The point in this story evidently lies in the innocence of the young girl's self-abandonment, innocence which the world calls guilt. To the author his heroine is a saint, a Madonna, the type of lovable womanliness. She is a carnal saint, undoubtedly; but it is his creed that we can conceive of nothing more holy, that there exists nothing more spiritual, than the carnal. And he propounds a neither new nor remarkable, but somewhat peculiarly formulated theory of the necessity for a fusion of flesh and spirit, for the abolition of the distinction between spiritual and carnal. "The world and the flesh must be reinstated in their rights, in order that the spirit may no longer have to live in the sixth storey, as it does in Germany." And he brings the narration of a very lengthy Bohemian legend of Libussa to a close with the jubilant cry: "The free woman is sovereign; let her decide, let her speak, for she has the right to speak! And sweet is the happiness of free love!"

Mundt began as a Hegelian, but his Hegelianism has, as we see, turned into a sort of fantastic mysticism. Christ declared that his kingdom is not of this world, and yet he came to us and himself became world. God, out of love, entered into the flesh, and the world's flesh has become holy since it became God. Hence the kingdom of God flourishes over the wide earth, and yet it is, as Christ declared, not of this world, that is, not of the world which is flesh only, and which sets its face against the free "movement" of thought. Like an insufficiently trained pedant, Mundt involves himself in lengthy and confused polemics against "the beyond" which is without "the here," and against "the here" which refuses to know anything of "the beyond." He ends by enthusiastically proclaiming the praises of what he calls "the image" (as distinct from both spiritless matter and immaterial spirit): "O ye philosophers! what you want is the image.... I contend for the rehabilitation of the image."[4]

If there ever was a man unsuited to be a leader and teacher of other men, it was this unctuous proclaimer of self-evident truths. Madonna was followed by a long series of historical novels (a still longer series came from the pen of Mundt's wife, who wrote under the pseudonym of Louise Mühlbach), and a considerable number of critical and historical writings. Amongst these latter one of the best is his Geschichte der Litteratur der Gegenwart ("History of Present Day Literature"), 1842, because in it he treats a subject with which he has a thorough acquaintance; but it, too, like all his other works, is formless, full of undigested material, and spoiled by would-be profundity. He reads, for instance, a special meaning into the fact that Hegel died of cholera. Hegel's system, he writes, was, like Casimir Périer's, a universally levelling juste-milieu system: hence he, like Casimir Périer, was fated to die of this universally levelling malady. It was a malady which must be regarded as the physical expression of the general anguish of the times. Troubled and restless, the body had attacked its own intestines, and was at last obliged to pay the penalty of its craving to know and understand itself, by performing the last possible process of self-examination, that of vomiting itself up.[5]

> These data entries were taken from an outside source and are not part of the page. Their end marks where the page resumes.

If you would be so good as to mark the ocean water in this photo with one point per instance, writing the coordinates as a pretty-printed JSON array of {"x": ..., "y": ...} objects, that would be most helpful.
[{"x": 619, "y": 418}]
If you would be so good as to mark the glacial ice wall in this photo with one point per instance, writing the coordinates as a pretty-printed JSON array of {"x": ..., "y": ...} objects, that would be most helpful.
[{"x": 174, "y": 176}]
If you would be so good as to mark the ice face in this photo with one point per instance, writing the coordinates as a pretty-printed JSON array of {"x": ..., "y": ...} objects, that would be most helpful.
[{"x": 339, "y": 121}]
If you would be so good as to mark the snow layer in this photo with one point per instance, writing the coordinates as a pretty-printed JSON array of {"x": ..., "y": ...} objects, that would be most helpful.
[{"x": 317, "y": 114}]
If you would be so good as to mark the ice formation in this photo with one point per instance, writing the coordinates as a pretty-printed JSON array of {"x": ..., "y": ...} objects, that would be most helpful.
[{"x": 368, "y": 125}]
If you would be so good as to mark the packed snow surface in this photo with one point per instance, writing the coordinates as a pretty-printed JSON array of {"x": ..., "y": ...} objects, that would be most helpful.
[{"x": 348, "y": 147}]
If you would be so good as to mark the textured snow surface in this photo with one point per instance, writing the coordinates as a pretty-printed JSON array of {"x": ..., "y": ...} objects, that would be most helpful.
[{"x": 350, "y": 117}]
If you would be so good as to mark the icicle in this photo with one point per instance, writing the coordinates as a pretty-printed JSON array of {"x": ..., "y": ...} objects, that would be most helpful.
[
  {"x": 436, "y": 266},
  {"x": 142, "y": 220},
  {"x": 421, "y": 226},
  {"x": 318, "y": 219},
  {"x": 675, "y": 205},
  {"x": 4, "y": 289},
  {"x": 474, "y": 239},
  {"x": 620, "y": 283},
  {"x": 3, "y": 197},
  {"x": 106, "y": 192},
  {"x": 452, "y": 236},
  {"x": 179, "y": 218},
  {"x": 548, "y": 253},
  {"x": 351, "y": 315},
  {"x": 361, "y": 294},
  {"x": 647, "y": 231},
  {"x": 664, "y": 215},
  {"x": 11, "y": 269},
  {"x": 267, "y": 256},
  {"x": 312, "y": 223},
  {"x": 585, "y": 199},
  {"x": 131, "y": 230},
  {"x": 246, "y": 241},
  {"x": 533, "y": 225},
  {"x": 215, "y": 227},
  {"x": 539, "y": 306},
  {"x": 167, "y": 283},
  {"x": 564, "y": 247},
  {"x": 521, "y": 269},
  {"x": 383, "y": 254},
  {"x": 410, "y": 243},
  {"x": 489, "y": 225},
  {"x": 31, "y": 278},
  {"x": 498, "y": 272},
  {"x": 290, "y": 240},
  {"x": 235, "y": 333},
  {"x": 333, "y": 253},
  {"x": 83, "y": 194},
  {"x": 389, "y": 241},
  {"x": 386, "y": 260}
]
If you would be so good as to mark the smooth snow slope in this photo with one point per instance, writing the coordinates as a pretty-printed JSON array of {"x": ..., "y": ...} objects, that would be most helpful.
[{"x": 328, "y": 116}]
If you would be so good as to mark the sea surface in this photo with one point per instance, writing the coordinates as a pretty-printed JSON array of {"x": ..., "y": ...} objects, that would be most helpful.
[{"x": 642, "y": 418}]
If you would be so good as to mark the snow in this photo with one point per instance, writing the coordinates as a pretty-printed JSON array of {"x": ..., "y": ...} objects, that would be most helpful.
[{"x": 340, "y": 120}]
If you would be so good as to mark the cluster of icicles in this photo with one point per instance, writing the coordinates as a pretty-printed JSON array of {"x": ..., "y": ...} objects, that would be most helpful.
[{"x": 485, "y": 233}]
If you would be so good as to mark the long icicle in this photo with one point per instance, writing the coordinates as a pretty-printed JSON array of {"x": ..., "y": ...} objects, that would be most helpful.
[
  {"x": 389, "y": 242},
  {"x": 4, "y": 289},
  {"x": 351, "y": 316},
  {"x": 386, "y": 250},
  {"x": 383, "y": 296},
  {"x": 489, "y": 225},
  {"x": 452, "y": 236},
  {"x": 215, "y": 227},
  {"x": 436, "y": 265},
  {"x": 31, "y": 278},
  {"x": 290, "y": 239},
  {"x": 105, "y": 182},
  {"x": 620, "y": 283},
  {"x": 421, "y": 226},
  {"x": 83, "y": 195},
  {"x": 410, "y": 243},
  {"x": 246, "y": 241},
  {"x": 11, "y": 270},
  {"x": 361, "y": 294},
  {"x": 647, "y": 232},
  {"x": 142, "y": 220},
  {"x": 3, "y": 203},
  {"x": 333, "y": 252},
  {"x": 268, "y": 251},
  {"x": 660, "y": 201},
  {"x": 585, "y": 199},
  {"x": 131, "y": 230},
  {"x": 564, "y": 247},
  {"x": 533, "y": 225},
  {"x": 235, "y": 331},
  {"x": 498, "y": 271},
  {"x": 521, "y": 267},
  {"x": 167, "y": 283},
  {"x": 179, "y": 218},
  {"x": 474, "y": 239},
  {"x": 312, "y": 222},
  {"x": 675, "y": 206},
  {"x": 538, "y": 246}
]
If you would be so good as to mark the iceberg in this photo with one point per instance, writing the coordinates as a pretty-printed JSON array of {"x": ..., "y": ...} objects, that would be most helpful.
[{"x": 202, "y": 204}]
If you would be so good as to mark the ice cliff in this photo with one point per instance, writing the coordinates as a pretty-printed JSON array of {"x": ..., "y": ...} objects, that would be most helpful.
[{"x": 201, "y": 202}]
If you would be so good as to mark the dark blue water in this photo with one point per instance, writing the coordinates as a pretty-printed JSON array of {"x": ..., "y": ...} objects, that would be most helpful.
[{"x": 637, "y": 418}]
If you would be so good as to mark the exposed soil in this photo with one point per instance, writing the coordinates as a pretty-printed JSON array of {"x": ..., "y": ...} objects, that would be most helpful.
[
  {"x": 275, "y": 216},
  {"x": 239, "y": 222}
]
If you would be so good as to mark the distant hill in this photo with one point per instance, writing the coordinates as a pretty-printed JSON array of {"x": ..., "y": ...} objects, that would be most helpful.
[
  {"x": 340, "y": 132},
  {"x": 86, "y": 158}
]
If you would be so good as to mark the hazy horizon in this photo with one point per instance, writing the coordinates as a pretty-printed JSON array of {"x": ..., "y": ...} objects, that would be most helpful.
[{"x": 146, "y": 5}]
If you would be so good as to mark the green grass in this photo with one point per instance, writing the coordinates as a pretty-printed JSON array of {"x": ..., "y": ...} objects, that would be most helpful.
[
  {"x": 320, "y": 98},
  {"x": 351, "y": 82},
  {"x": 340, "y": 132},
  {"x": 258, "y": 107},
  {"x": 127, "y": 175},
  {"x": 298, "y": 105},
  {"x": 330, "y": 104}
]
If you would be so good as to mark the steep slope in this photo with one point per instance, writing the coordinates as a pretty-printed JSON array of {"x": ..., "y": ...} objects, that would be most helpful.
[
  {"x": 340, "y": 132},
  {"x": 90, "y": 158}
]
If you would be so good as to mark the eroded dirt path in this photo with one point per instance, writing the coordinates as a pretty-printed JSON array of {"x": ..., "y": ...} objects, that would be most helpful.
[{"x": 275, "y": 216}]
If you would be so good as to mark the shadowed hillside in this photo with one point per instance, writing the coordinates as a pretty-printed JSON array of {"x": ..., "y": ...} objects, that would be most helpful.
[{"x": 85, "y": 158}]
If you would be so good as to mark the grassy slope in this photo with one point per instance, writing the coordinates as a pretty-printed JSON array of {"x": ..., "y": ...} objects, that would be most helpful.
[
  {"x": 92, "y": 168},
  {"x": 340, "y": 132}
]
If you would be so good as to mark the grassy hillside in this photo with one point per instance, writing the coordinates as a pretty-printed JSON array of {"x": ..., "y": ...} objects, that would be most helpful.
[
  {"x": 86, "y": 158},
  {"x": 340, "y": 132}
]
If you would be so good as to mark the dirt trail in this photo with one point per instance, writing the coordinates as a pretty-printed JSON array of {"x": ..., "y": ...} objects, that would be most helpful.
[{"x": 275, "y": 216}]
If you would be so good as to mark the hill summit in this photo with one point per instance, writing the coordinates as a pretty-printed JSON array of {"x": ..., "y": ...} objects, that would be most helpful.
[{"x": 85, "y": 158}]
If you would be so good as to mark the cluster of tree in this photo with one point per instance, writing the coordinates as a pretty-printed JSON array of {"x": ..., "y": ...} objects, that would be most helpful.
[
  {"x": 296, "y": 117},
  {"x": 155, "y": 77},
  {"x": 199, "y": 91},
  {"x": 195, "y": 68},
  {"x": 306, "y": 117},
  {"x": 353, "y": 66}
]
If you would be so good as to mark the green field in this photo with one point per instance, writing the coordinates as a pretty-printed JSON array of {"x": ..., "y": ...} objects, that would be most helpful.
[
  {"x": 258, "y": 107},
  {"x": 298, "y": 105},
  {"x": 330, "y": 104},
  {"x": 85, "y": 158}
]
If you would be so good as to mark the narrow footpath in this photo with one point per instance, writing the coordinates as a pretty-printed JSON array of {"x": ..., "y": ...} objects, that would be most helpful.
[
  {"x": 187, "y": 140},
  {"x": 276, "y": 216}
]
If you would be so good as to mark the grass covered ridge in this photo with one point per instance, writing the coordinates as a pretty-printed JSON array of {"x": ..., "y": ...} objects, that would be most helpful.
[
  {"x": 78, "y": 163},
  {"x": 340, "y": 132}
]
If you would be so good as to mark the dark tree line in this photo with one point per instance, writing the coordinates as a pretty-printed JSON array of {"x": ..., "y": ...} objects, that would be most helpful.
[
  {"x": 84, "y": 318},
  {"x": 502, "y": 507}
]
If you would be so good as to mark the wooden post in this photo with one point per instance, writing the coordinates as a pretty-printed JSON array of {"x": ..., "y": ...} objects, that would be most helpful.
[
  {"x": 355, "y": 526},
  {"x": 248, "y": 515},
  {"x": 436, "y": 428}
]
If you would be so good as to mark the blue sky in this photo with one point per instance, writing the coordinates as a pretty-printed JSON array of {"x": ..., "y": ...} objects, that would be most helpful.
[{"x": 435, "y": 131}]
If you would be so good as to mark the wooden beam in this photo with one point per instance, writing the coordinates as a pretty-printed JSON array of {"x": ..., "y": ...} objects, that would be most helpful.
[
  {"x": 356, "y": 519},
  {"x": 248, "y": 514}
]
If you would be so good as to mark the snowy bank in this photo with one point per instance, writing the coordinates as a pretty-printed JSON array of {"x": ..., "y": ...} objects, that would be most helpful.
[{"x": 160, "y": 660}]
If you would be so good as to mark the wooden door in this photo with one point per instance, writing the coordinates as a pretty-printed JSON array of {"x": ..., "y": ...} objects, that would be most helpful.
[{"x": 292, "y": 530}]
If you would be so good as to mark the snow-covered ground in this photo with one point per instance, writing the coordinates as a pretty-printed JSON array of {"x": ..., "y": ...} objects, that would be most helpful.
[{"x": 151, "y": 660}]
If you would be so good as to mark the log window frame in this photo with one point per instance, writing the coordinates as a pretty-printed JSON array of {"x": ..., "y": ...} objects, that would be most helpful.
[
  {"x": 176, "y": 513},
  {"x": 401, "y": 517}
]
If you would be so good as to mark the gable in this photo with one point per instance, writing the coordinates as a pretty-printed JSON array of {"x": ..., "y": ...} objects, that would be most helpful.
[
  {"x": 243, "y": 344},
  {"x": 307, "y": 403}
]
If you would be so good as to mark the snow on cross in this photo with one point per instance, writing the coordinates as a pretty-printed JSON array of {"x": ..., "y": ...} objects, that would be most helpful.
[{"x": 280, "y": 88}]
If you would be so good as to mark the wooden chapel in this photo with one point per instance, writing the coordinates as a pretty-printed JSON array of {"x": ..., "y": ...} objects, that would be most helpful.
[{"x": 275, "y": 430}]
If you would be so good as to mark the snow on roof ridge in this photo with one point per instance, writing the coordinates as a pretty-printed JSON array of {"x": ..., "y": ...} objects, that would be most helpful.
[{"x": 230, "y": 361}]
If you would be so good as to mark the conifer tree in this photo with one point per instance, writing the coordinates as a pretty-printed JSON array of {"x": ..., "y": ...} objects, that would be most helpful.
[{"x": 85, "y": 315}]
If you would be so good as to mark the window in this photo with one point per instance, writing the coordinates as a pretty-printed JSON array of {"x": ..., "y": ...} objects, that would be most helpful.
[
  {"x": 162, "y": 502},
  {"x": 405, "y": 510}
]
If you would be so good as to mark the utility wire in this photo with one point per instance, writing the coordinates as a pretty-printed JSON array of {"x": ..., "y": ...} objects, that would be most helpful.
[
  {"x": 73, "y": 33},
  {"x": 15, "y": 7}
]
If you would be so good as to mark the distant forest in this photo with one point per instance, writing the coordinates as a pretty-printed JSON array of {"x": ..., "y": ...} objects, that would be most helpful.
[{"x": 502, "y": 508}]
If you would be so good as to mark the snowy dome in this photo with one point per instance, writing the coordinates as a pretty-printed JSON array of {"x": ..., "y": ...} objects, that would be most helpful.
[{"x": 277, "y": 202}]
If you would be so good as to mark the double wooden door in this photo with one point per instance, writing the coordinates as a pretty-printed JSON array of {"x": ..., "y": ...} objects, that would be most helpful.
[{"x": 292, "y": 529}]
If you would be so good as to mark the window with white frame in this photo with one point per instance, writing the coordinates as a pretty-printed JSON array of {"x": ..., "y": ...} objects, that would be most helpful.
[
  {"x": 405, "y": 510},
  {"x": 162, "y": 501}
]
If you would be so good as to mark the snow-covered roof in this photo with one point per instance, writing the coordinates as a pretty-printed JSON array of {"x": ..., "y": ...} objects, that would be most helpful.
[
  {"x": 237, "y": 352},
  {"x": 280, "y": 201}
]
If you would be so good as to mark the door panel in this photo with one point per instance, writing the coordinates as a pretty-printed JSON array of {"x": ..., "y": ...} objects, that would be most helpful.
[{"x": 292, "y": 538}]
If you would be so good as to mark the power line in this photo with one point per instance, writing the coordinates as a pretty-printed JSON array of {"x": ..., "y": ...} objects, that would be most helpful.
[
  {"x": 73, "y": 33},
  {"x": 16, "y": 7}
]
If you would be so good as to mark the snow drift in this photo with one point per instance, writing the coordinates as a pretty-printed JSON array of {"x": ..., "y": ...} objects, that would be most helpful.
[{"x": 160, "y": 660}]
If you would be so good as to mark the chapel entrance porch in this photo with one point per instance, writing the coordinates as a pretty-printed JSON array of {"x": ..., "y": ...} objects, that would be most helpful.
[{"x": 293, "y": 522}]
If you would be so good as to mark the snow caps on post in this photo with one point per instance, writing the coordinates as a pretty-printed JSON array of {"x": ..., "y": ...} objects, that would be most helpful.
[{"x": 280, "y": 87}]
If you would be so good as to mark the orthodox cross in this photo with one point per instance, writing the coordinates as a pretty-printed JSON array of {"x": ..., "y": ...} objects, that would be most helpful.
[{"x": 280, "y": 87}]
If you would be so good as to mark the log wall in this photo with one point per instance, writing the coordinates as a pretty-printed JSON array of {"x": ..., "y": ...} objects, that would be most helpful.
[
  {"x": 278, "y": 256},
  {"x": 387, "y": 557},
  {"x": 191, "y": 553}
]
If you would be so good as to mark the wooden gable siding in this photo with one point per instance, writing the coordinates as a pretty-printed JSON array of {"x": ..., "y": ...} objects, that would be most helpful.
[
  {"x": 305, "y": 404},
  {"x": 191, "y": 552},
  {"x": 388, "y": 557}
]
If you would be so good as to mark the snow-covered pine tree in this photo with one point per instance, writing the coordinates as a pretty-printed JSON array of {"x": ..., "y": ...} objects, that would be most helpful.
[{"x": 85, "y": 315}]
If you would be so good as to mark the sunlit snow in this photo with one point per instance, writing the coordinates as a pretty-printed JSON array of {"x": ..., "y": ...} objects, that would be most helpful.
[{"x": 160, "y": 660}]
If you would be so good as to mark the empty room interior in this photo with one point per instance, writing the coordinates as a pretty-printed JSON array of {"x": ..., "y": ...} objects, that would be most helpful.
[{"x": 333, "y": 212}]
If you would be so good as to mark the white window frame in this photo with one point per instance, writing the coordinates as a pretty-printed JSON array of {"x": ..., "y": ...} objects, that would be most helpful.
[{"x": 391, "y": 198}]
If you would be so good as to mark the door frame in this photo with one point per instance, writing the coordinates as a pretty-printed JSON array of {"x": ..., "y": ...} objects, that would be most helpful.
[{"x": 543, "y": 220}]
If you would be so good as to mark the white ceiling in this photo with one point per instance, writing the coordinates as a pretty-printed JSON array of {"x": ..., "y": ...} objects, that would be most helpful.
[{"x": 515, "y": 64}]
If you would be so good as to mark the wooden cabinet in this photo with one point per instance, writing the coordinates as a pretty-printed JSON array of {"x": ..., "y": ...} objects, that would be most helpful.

In a work entitled Das junge Deutschland, consisting for the most part of letters to the publisher, Feodor Wehl, the well-known theatrical manager, has endeavoured to give the reading world a more favourable idea of Mundt than that prevalent in our days; and he has succeeded in producing the impression that Mundt was a man with excellent intentions, many acquirements, and no small degree of enthusiasm in the causes that were sympathetic to him. He is not, and never will be considered, a great writer.